We might “deplore” our acquisitive culture, Hurley went on, nevertheless it is reality, and to have Indians be a part of this culture, we have to educate them accordingly. “We have taught the Indian the Christian religion. We have taught him our system of government. We have taught him our manual of arms. We have taught him our code of ethics. But we have not instilled in him the attributes of our civilization pertaining to property. . . . As a race the Indian has not learned that he must be self-sustaining before he can successfully discharge the duties of citizenship.” Of course, Indians were self-sustaining in America before the coming of the Europeans. But in American society, to be a citizen—granted to Indians only seven years before in 1924—they must either own property by which to make a living or work for another who owns property by which many people earn a living; there is no other option, and the failure of many to do this made them dependent upon government.

“Why should we educate the Indian?,” Hurley asked again. “We should educate him because it is the only thing that we can now do that will make any permanent contribution to the welfare of the Indian. . . . Education will make the Indian a good citizen. It will make him self-sustaining. It will assure to him a life of service of happiness. . . . Schools have become the great levelers in America. Education eliminates class distinction.” Since Indians are now citizens, education will bring them up to par with other citizens. 

Hurley told the Class of 1931 that character is determined by common sense, courage, and work, which is the key to self-respect. “Be yourself. Do not try to act a borrowed part. If you do so, you will deceive no one but yourself.”

In March, 1936, Hurley returned to campus and spoke to students in the chapel of Rockefeller Hall. He praised Bacone College as the institution that “has furnished more idealism to Oklahoma” than any comparable institution. Changing his tune slightly from his address of 1931 celebrating the college’s fiftieth anniversary, Hurley proclaimed that because Indians lack “the acquisitive sense, the attitude that success is based on material gain,” he “is superior to the Caucasian race as a student of real art and as one capable of Christian living at its best.” Hurley said that besides his mother, Bacone was closest to his heart, for here he learned the great lessons of life, including that “the highest attribute of humanity is clean, honorable sentiment, for as a man thinketh in his soul, so is he.”

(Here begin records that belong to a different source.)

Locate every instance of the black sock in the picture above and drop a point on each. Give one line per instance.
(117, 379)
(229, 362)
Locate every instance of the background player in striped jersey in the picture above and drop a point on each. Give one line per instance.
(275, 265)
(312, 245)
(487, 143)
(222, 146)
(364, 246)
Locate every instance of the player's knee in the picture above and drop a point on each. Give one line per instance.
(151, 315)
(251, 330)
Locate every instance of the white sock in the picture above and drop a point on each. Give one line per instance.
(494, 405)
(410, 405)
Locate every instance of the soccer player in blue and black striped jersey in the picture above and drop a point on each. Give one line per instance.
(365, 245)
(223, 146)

Hurley, a purple-heart recipient in World War I, in World War II was promoted from Brigadier General to Major General, sent by President Roosevelt to the Pacific theater in 1942, where he organized supply logistics from Australia to Bataan in the Philippines in a failed attempt to keep the Philippines out of Japanese hands. While in Australia he experienced the fierce Japanese air attack on Port Darwin, and was injured by shrapnel in the hand; he also survived a Japanese attack on his plane when flying over the Dutch East Indies (Indonesia). He briefly served as U. S. Ambassador to New Zealand, before being sent as President Roosevelt’s personal representative to the Soviet Union. There he met with Joseph Stalin and had a chance to view Soviet troops in action fighting against the Germans. Hurley served on the U. S. diplomatic entourage at the conferences at Cairo and Tehran, where the United States, Soviet Union, Great Britain, and China met to discuss war strategy. In 1943, he also met with David Ben Gurion and the Zionists of Palestine who were pressuring the British and Americans to grant an independent state to the Israelis. Hurley was not impressed by the forceful imperialism of the British upon the Palestinians, nor by the imperialist, expansionist claims of the Soviets. His anti-imperialistic views were deepened when now Major General Hurley was sent by President Roosevelt as his personal representative to China in 1944. There he met with the Communist Mao Zedong and the Nationalist Chang Kai-Shek, who represented a divided Chinese people at civil war at the same time as they were fighting Japanese aggression. Hurley distrusted the Communists and threw his support behind the more democratic Nationalists. 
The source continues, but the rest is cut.